Hellboy
Hellboy

Reputation: 1239

Syntax error possibly due to different ruby versions

I have this line of code in my function:

people << {"id": person.id, "name": person.name, "age": person.age}

This ran fine in my development environment. But in my friend's pc, it says there is a syntax error in this line. It says that the colon in "id": person.id is wrong. Writing the above code as "id"=> person.id fixed the issue. Is this issue possibly due to different ruby versions?

Upvotes: 0

Views: 73

Answers (2)

J&#246;rg W Mittag
J&#246;rg W Mittag

Reputation: 369420

people << {"id": person.id, "name": person.name, "age": person.age}

This syntax is new in 2.2.0. Before 2.2, the Symbols in the JSON-style Hash literals could only be valid Ruby identifiers (strictly speaking, valid Ruby labels) and could not be quoted.

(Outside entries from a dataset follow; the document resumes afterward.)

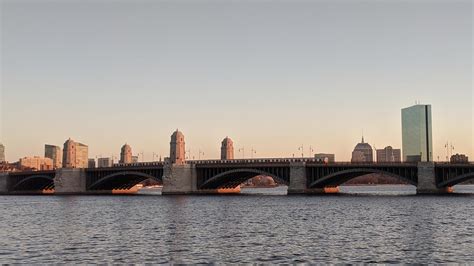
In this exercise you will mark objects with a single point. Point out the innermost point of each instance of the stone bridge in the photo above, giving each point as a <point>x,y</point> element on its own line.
<point>300,175</point>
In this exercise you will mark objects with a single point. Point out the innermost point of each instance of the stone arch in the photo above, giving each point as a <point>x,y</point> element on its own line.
<point>340,177</point>
<point>456,180</point>
<point>109,182</point>
<point>233,178</point>
<point>38,185</point>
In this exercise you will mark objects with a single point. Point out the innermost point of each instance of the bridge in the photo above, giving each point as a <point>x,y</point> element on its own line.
<point>304,175</point>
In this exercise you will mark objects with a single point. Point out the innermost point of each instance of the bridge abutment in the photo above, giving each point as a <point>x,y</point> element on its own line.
<point>3,183</point>
<point>427,180</point>
<point>298,181</point>
<point>179,179</point>
<point>70,181</point>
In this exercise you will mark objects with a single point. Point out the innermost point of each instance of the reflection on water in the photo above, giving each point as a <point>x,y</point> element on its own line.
<point>239,229</point>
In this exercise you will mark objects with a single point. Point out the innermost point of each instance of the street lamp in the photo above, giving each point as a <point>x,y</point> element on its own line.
<point>301,148</point>
<point>243,152</point>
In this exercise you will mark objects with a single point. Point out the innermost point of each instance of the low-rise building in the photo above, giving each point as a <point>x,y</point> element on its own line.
<point>459,158</point>
<point>36,163</point>
<point>54,153</point>
<point>325,157</point>
<point>105,162</point>
<point>389,155</point>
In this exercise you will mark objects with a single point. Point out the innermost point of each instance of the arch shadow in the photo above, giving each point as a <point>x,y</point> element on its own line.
<point>341,177</point>
<point>233,178</point>
<point>128,180</point>
<point>456,180</point>
<point>41,182</point>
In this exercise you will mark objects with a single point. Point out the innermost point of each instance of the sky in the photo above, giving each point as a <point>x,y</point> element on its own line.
<point>271,75</point>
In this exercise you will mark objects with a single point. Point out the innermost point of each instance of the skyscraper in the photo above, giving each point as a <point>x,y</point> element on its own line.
<point>126,154</point>
<point>388,155</point>
<point>177,148</point>
<point>227,149</point>
<point>2,153</point>
<point>54,153</point>
<point>417,141</point>
<point>75,154</point>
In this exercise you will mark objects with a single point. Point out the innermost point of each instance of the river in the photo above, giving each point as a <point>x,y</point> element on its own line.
<point>363,224</point>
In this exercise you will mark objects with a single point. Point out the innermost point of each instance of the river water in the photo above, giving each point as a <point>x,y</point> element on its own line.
<point>385,224</point>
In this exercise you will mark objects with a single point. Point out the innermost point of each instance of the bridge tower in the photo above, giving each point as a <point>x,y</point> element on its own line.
<point>177,148</point>
<point>126,154</point>
<point>227,149</point>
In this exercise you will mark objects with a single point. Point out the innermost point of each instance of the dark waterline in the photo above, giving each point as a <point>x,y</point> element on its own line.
<point>365,224</point>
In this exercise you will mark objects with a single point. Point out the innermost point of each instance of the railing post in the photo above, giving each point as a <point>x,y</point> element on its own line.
<point>3,183</point>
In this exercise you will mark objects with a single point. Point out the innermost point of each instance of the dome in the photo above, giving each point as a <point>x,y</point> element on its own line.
<point>227,141</point>
<point>177,136</point>
<point>362,146</point>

See Feature #4276: Allow use of quotes in symbol syntactic sugar for hashes for details.

Writing the above code as "id"=> person.id fixed the issue.

Those two are not equivalent! The Hash above has Symbols as keys, your replacement has Strings as keys. There are several equivalent notations for the Hash literal above, but yours isn't:

{ id: person.id, name: person.name, age: person.age }                # 1.9+
{ 'id': person.id, 'name': person.name, 'age': person.age }          # 2.2+
{ :id => person.id, :name => person.name, :age => person.age }       # all versions
{ :'id' => person.id, :'name' => person.name, :'age' => person.age } # all versions
{ :"id" => person.id, :"name" => person.name, :"age" => person.age } # all versions

I ordered them roughly in order of preference, with the first one being the most preferred. You shouldn't quote Symbol literals that don't need quoting, and you shouldn't use double quotes if you don't intend to use interpolation.

Upvotes: 2

Babar Al-Amin
Babar Al-Amin

Reputation: 3984

Your friend is probably using Ruby < v1.9.

That short syntax was introduced in 1.9. Before that it was all hash rocket (=>) syntax.